The CEO of Trisura’s US business is confident momentum will continue after a strong fourth quarter drove the hybrid fronting platform to reach C$1bn ($787mn) in gross premiums written (GPW) in 2021, accounting for 64 percent of its Canadian parent’s total premiums.

Trisura

In the fourth quarter of 2021, Trisura’s US GPW grew by 39.2 percent to C$293.2mn while fee income grew by 41.2 percent to C$11.9mn.

For the year, US GPW grew by 54.4 percent to C$1.0bn and fee income grew by 76.6 percent to C$43.0mn. The company said the premium growth demonstrated “sustained growth and continued expansion of our hybrid fronting model”.

Trisura’s GPW, fee income earned and programs bound in US

This contributed to improved net income from the US of C$6.8mn in the quarter, an increase of 19.4 percent. For the year, US net income was C$27.2mn, up 65.8 percent, resulting in a 14.0 percent return on equity for the division despite an increase in the capital base.

Michael Beasley, president and CEO of Trisura’s US operations, commented that success in onboarding programs and the maturation of existing partnerships drove the benchmark C$1bn of premium in 2021. 

Michael Beasley PQ

“A new excess and surplus balance sheet, an increase to AM Best Size IX rating, and admitted capabilities give us confidence for the years ahead,” he told Program Manager. “We continue to focus on a participatory fronting model with 5-15 percent risk positions, and a data-driven approach.”

Beasley added: “The pipeline for 2022 is robust, with momentum continuing in E&S lines where we continue to take advantage of tightening rates and look to expand further into niche casualty segments. We are observing admitted opportunities as states start to approve rate increases and remain optimistic for the future.”

Number of programs up 29% in 2021

The US premium in 2021 was across 62 programs, compared with C$647.2mn of premium across 48 programs in 2020 and C$263.9mn across 29 programs in 2019.  

Trisura in the US operates as a hybrid fronting business that works with distribution partners and cedes the majority of risk to reinsurance markets.

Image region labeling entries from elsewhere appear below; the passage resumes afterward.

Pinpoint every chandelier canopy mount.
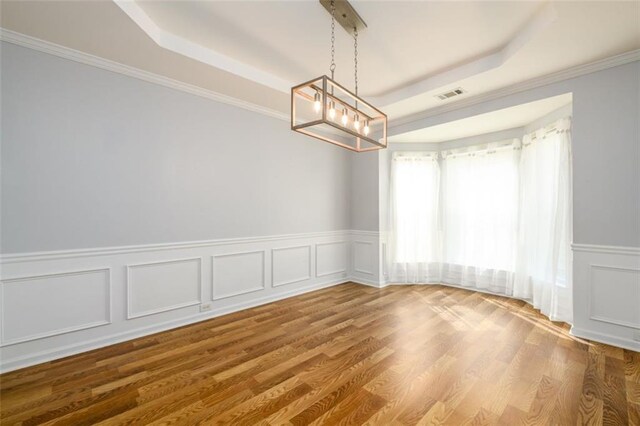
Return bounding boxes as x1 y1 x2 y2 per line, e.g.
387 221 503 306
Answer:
291 0 387 152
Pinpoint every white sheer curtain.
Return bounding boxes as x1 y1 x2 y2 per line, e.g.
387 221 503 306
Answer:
513 118 573 322
389 152 440 283
388 118 572 322
441 139 519 294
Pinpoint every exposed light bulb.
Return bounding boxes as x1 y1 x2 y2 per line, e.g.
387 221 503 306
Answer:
329 101 336 120
342 108 349 126
313 92 322 112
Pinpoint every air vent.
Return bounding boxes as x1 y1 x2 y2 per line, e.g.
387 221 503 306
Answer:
437 87 464 101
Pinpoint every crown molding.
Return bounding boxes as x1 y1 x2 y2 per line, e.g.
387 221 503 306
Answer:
389 49 640 130
571 243 640 256
0 28 289 121
0 28 640 130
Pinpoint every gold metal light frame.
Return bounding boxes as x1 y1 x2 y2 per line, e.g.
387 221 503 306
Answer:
291 75 387 152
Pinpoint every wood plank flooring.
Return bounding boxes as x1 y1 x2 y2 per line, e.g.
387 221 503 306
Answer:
0 283 640 425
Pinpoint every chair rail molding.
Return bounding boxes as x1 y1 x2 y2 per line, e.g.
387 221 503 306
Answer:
0 230 378 372
571 244 640 351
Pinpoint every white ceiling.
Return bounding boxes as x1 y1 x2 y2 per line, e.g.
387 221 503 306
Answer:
1 0 640 125
389 93 572 143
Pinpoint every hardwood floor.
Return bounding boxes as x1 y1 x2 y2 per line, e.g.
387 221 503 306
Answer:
0 283 640 425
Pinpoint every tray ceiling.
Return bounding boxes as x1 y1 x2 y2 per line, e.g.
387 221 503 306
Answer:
1 0 640 120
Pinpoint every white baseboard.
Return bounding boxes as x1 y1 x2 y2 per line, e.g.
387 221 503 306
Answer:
570 326 640 352
349 276 388 288
0 230 378 372
0 279 348 373
571 244 640 351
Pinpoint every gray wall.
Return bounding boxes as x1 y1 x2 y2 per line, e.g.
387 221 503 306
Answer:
1 43 350 253
390 61 640 247
350 151 380 231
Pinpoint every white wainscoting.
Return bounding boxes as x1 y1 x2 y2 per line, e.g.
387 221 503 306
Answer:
571 244 640 351
316 239 349 277
0 268 111 345
350 231 385 288
0 231 378 371
271 245 311 287
127 257 202 319
211 250 265 300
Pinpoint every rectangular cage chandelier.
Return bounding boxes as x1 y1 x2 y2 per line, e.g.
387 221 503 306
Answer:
291 0 387 152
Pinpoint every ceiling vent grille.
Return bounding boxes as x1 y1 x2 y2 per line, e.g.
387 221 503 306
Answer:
436 87 465 101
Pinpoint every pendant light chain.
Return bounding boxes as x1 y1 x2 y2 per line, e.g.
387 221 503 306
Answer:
353 27 358 96
329 0 336 80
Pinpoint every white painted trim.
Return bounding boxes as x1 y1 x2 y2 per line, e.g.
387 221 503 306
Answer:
0 279 349 373
126 257 202 320
0 230 351 264
389 49 640 131
352 241 373 275
315 240 349 278
349 277 384 288
349 229 380 238
587 263 640 330
0 268 113 348
0 28 290 121
569 326 640 352
211 250 267 301
571 244 640 256
271 244 312 287
366 2 558 108
0 28 640 132
113 0 293 93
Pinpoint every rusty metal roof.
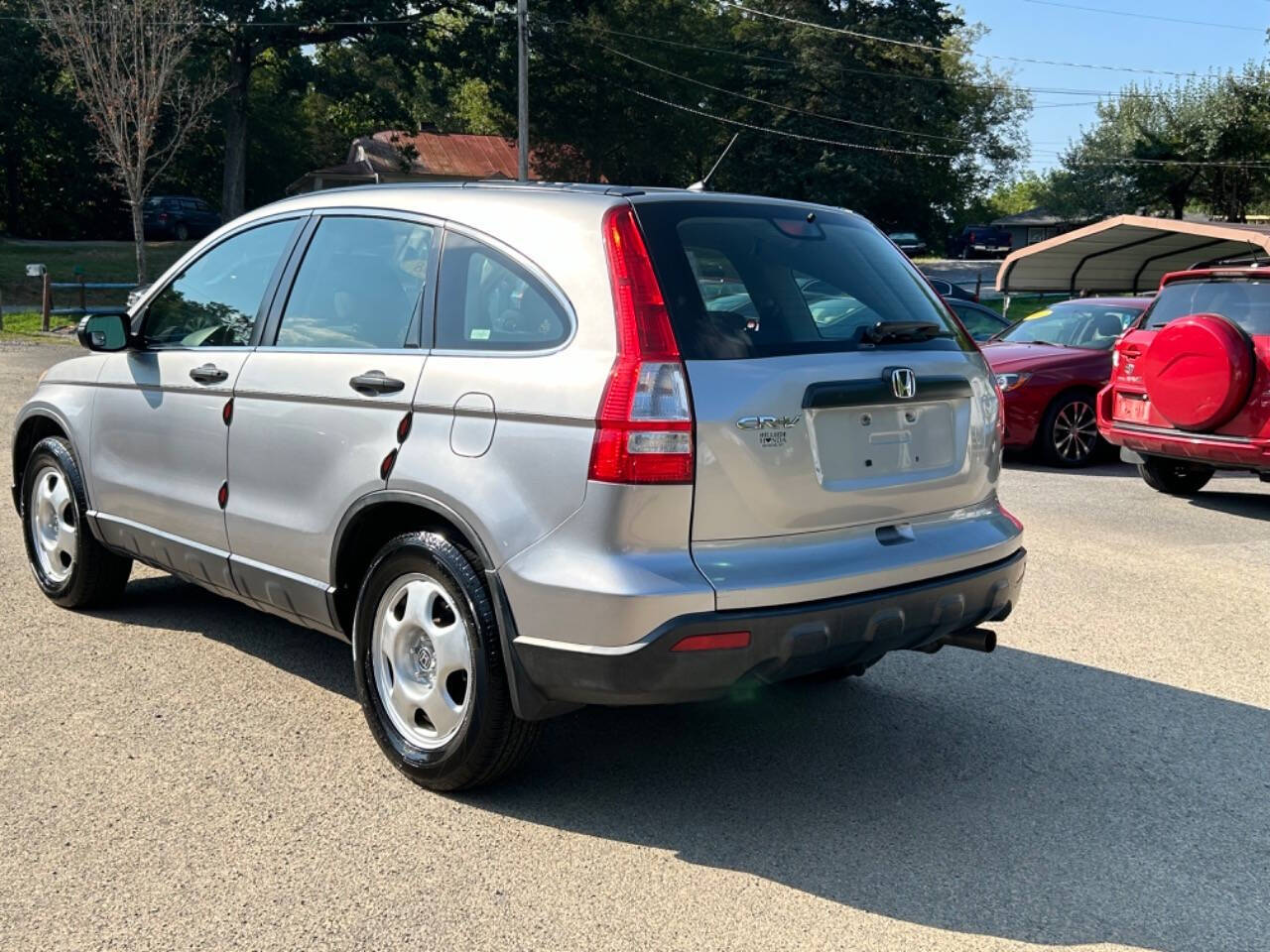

Trisura’s US gross premiums written 2021

US fronting operations retained 10.9 percent of GPW in the quarter, up from 8.4 percent in Q4 2020, while for the full year they retained 8.7 percent of GPW, up from 6.8 percent in 2020, inclusive of premiums ceded to its reinsurance operations. 

In the fourth quarter of 2021 Trisura launched Bricktown Specialty Insurance Company, a companion E&S balance sheet to support growth of its hybrid fronting platform.

Trisura US now has three insurance carriers, with Bricktown Specialty joining specialty carrier Trisura Specialty Insurance Company and admitted carrier Trisura Insurance Company. 

In its annual report, Trisura noted it wrote C$62mn in US admitted premium in 2021 despite the current market driving opportunities to the E&S space.

“As the market normalises, we expect to see increased submission volume in the admitted space,” Trisura president and CEO David Clare commented in the annual report.

For its overall business, Trisura – which operates in the surety, risk solutions, corporate insurance, fronting and reinsurance segments – reported adjusted earnings per share of C$0.31 for the quarter, compared with C$0.24 for the prior period, and C$1.47 for the full year, compared with $0.84 in 2020.

Toronto-based Trisura reported that its overall GPW grew 54.3 percent in Q4 2021 to C$484.7mn, and 68.7 percent for the full year to C$1.56bn. 

GPW in Canada increased by 84.9 percent in Q4 2021 to C$191.4mn and 102.1 percent for the full year to C$564.0mn.